10  Ile de France/ Bassin  de la  Seine et Marne

On pensait que le bassin de la Seine-et-Marne était un de ceux qui était le mieux protégé des inondations par suite de l’aménagement du court amont des rivières. La très sérieuse organisation de coopération et de développement économique (OCDE) vient de mettre un pavé dans la marre en présentant fin février 2014 les résultats de son étude sur le risque d’inondation de la région Ile de France en faisant quelques recommandations*. Certains experts de l’Etablissement Public Territorial de Bassin (EPTB) estiment qu’une grande crue comparable à celle de 1910 pourrait se produire à nouveau. Sans faire du catastrophisme, si un tel événement avait lieu c’est environ les 5 millions de personnes qui seraient exposées à des dégâts compris entre 3 et 30 milliards d’€ dans les zones les plus exposées notamment dans le val de Marne avec 123 000 logements en zone inondable.  
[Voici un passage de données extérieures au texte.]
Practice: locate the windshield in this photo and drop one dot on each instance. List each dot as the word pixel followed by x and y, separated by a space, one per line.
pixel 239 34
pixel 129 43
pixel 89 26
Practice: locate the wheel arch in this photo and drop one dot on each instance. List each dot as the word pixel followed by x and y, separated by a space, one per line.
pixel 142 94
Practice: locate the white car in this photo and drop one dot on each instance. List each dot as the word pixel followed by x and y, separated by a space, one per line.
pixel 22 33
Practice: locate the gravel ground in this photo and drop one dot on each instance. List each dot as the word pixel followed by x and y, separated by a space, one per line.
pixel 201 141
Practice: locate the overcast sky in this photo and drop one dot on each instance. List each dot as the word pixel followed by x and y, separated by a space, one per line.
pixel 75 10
Nul doute compte tenu du sérieux de cet organisme, que ces risques ont été évalués malgré les deux aménagements en zones amont, celui de la retenue de la forêt d'Orient pour la Seine et du lac du Der Chantecoq pour la Marne atténuent l’effet des crues sur leur cours inférieur. La terrible crue du 28 janvier 1910 où la Seine était montée de près de 9m au pont d’Austerlitz n’est pas étrangère à cette situation. La Seine et la Marne qui irriguent ce grand bassin coulent dans deux vallées parallèles et se rejoignent en arrivant à Paris. La Seine, seul grand fleuve à se jeter dans la Manche, prend sa source sur le plateau de Langres à basse altitude (470 m).

*Recommandations distillés en particulier à la RATP et à la SNCF qui n’ont pas lancé des programmes de protection à la hauteur de risques

 


La retenue de la forêt d'Orient

 

Seules l’Yonne et la Cure font leurs premiers pas au-dessus de 500 mètres. Ceci explique en partie qu’il n’est pas facile de trouver des parcours un tant soit peu sportifs dans la région parisienne et dans le grand bassin de la Seine et de la Marne.
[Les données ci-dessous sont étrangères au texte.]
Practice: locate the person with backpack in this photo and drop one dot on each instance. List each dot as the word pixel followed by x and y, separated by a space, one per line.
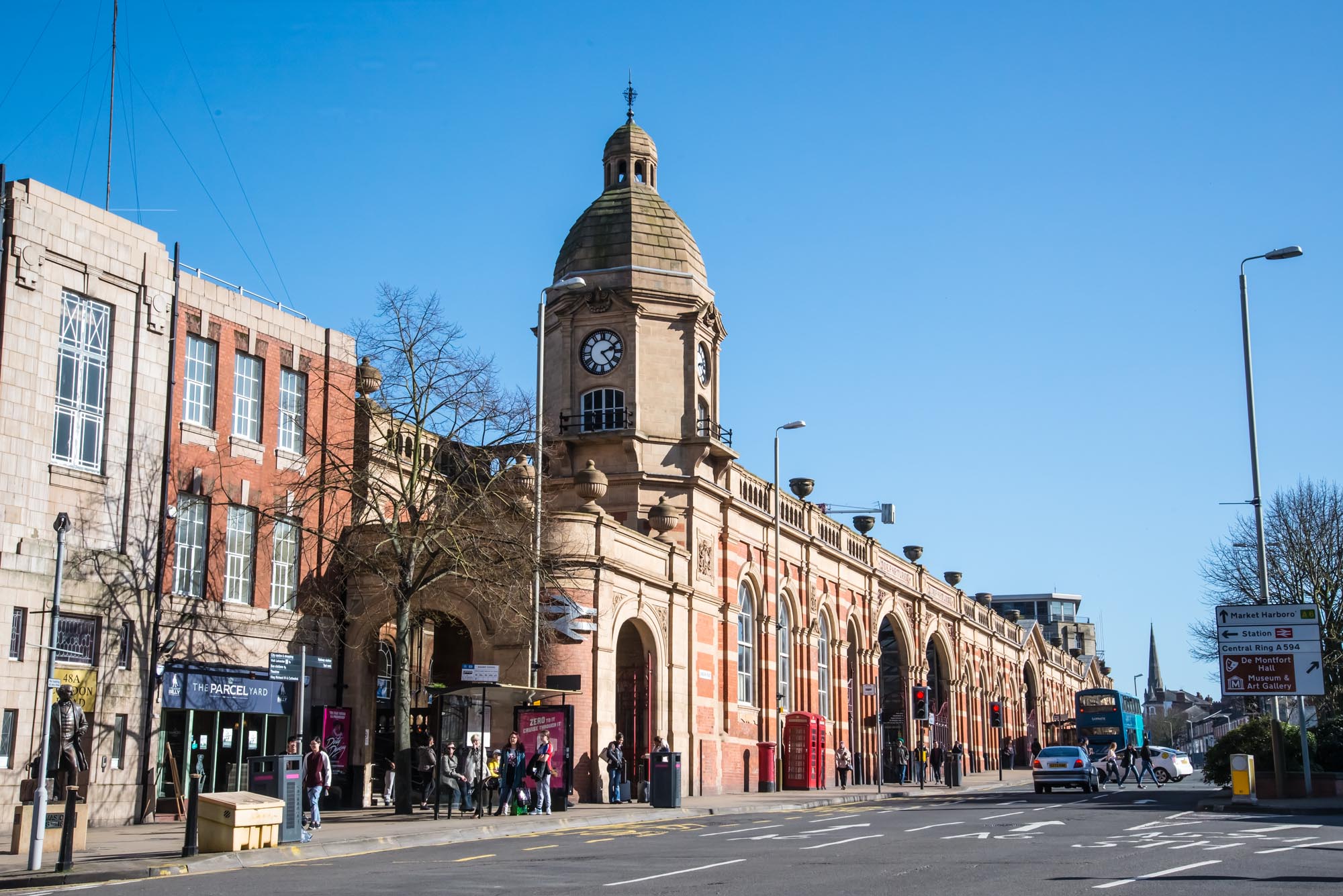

L’aubetin, petit affluent rive gauche du grand Morin comprend le seul passage IV de la région parisienne mis à part les passages classe IV du Balendard près de Beton Bazoches faisables uniquement entre le 29 février et le 2 avril lorsque les années sont bissextiles.  La plupart des parcours de ce grand bassin sont donc des parcours de classe 1 ou 2. Ils sont favorables à la descente en canoë ouvert, même si l’on n’est pas à l’abri d’un bon remplissage au passage des nombreux déversoirs, souvent franchissables, qui égrènent la descente de ces différents parcours.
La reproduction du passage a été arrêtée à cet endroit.